The only character who really gets to talk

(Via The Pop Triad) Lionel Shriver on quotation marks and why their absence is off-putting: “The appearance of authorial self-involvement in much modern literary fiction puts off what might otherwise comprise a larger audience. By stifling the action of speech, by burying characters’ verbal conflicts within a blurred, all-encompassing über-voice, the author does not seem to believe in action — and many readers are already frustrated with literary fiction’s paucity of plot. When dialogue makes no sound, the only character who really gets to talk is the writer.”

September 5th, 2008

Eden Mills & Weekend

We’ve got a packed weekend here, with three (3!) social engagements tomorrow: out for brunch, friends for tea (with a baby!) and then a friend for dinner.

On Sunday I’m off for the day to the Eden Mills Writers Festival with Rebecca Rosenblum. I am looking forward to hearing Rebecca read (from her forthcoming book, out in over a week), and other writers too, including Shari Lapena, Janice Kulyk Keefer, Mariko Tamaki, Susan Juby and Leon Rooke. Looking forward also to the announcement of the winner of the 2008 Literary Contest, particularly as my short story “Still Born Friends” is on the shortlist!

August 15th, 2008

Whatever I write reflects

“…But since I am neither a camera nor much given to writing pieces which do not interest me, whatever I write reflects, sometimes gratuitously, how I feel.” –Joan Didion, “A Preface” to Slouching Towards Bethlehem

August 8th, 2008

No difference between stories and real life

“I am a writer and I have been accused of merely writing autobiography in my stories, as if that were somehow easier to do than making everything up. Before I went to meet Lawrence, agitated as I was, it crossed my mind that I would find some way of writing about seeing him after so many years– the things we say to each other, what has become of us– some peripheral telling of lies maybe, or an extension of the fact that will take the encounter from the banal to the cosmic, that will find a universal chord, because that is what good writers do, the ones who know there is no difference among autobiography, biography, fiction or non-fiction, between stories and real life.” –Sharon Butala, “Postmodernism”

July 12th, 2008

The house on Jupiter Ave.

The house on Jupiter Ave. had been Wellwood’s, where he’d lived as a boy. Where he’d lived all his life and where he died, in fact, in a terrible plummet from near the top of a gable. Though what he’d been doing on the roof, no one was sure; Wellwood certainly had never climbed a ladder in his life, nor even been inspired to do so.

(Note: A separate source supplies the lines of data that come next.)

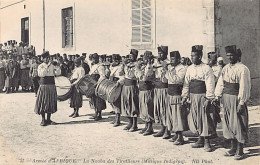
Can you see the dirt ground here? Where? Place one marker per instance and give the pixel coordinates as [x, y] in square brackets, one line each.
[84, 141]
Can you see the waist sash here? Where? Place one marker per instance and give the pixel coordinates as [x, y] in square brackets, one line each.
[158, 84]
[48, 80]
[174, 89]
[231, 88]
[129, 82]
[197, 86]
[145, 85]
[114, 78]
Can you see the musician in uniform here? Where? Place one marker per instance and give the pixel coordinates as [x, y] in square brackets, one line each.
[34, 74]
[76, 97]
[46, 101]
[11, 73]
[176, 113]
[16, 75]
[2, 73]
[160, 92]
[117, 71]
[199, 85]
[145, 75]
[97, 71]
[129, 94]
[212, 61]
[25, 68]
[233, 88]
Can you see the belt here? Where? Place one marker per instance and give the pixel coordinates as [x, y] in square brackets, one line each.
[145, 85]
[174, 89]
[197, 86]
[48, 80]
[231, 88]
[129, 82]
[158, 84]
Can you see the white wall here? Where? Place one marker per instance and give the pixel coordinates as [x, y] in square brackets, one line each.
[104, 26]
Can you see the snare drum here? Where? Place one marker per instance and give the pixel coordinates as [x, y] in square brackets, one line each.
[86, 86]
[108, 90]
[63, 87]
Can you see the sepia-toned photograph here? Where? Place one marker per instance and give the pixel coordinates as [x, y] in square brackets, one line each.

Afterwards Gardenia had racked her brain trying to figure it out, could she have somehow been responsible? There was no other reason Wellwood might have climbed onto the roof but to satisfy her wishes, for he would have done anything she’d asked him to do– the very point of Wellwood. Could she have mentioned a loose shingle flapping in passing? Or gingerbread trim that needed painting, or the tall tree requiring trimming to stop its limbs slap-slapping the windows at night?